I’m a Games nerd. It’s no secret.
Naturally, a must-see on my Atlanta bucket list was the site of the 1996 Summer Games, Centennial Olympic Park.
While living in London in 2011, I had the chance to tour the Olympic Park, which was at the time, almost completed in time for the 2012 Summer Games. It was my first site visit, and one I never forgot. Watching the Games that summer while interning for Team USA was stunning, knowing I had visited each of those places. I’ve always felt a strong connection to the Games, and touring the sites always makes me feel closer to the movement.
One of the coolest moments for me was visiting the statue of Pierre de Coubertin, the founder of the modern Olympic movement. On June 23, 1894, de Coubertin began working towards the revival of the ancient tradition in an effort to globalize sport and foster international cooperation through the Games. Two years later, the International Olympic Committee was created and the first modern Games was held in Athens, Greece. Olympic Day is celebrated around the world on June 23 each year to commemorate the birth of the modern Olympic Games and today, over 160 National Olympic Committees hold events celebrating Olympic Day.

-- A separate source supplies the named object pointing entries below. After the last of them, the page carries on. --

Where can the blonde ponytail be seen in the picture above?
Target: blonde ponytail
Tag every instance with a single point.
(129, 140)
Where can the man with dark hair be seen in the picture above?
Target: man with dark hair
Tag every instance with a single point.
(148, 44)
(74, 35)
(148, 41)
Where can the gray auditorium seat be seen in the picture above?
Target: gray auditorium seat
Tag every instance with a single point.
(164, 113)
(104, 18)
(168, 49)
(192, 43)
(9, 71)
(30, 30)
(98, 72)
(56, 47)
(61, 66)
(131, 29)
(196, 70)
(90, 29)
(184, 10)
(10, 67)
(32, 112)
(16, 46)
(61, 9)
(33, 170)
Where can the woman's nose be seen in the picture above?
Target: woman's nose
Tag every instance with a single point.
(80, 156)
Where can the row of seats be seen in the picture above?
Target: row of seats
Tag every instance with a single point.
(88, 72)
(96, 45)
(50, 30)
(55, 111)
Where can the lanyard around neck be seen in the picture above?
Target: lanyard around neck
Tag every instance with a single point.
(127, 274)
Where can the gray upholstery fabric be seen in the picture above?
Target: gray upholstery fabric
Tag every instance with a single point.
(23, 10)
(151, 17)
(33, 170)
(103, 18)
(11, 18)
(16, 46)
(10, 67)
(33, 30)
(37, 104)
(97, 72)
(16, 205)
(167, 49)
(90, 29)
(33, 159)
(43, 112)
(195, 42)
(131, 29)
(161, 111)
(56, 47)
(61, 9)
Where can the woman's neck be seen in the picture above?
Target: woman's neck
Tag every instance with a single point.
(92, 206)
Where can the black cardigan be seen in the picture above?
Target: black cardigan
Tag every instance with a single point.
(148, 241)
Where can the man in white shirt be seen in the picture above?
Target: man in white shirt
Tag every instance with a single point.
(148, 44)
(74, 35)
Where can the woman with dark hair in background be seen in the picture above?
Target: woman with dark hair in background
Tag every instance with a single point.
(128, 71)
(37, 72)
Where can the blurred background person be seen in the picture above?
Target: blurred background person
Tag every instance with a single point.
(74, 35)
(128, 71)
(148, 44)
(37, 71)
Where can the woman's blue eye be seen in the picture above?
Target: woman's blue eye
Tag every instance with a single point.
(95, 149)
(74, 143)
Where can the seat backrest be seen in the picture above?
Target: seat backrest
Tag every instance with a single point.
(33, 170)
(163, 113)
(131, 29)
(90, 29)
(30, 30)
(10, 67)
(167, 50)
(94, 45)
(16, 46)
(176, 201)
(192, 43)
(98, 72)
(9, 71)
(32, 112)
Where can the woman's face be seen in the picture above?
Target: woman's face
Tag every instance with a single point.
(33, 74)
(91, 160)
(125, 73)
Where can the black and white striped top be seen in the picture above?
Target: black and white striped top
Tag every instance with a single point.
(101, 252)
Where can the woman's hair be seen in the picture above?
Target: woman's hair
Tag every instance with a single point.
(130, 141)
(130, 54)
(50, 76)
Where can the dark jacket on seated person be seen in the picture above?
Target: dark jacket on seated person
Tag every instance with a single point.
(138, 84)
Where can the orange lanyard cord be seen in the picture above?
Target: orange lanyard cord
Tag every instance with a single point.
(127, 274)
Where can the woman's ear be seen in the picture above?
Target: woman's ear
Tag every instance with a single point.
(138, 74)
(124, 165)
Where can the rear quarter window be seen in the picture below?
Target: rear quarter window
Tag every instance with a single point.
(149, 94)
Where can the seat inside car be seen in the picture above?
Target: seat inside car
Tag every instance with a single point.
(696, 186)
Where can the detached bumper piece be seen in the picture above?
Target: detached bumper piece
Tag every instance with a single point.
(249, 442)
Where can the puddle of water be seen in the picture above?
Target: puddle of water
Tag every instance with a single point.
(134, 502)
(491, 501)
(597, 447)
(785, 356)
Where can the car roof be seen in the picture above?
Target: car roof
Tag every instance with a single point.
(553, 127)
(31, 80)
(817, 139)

Last summer while living at the Olympic Training Center and interning for the US Olympic Committee, I had the incredible opportunity to cover Team USA’s Olympic Day celebration. It was an amazing show of American pride and support of the Olympic ideals, and to visit the American statue honoring de Coubertin was a great moment for me.
From the dancing Fountain of Rings with swelling scores from Tchaikovsky, to bricks from Team USA supporters, to sport pictograms on the paths, to the IOC, Greek, and American flags flying, I can’t wait to spend more time exploring Centennial Olympic Park over the next few months!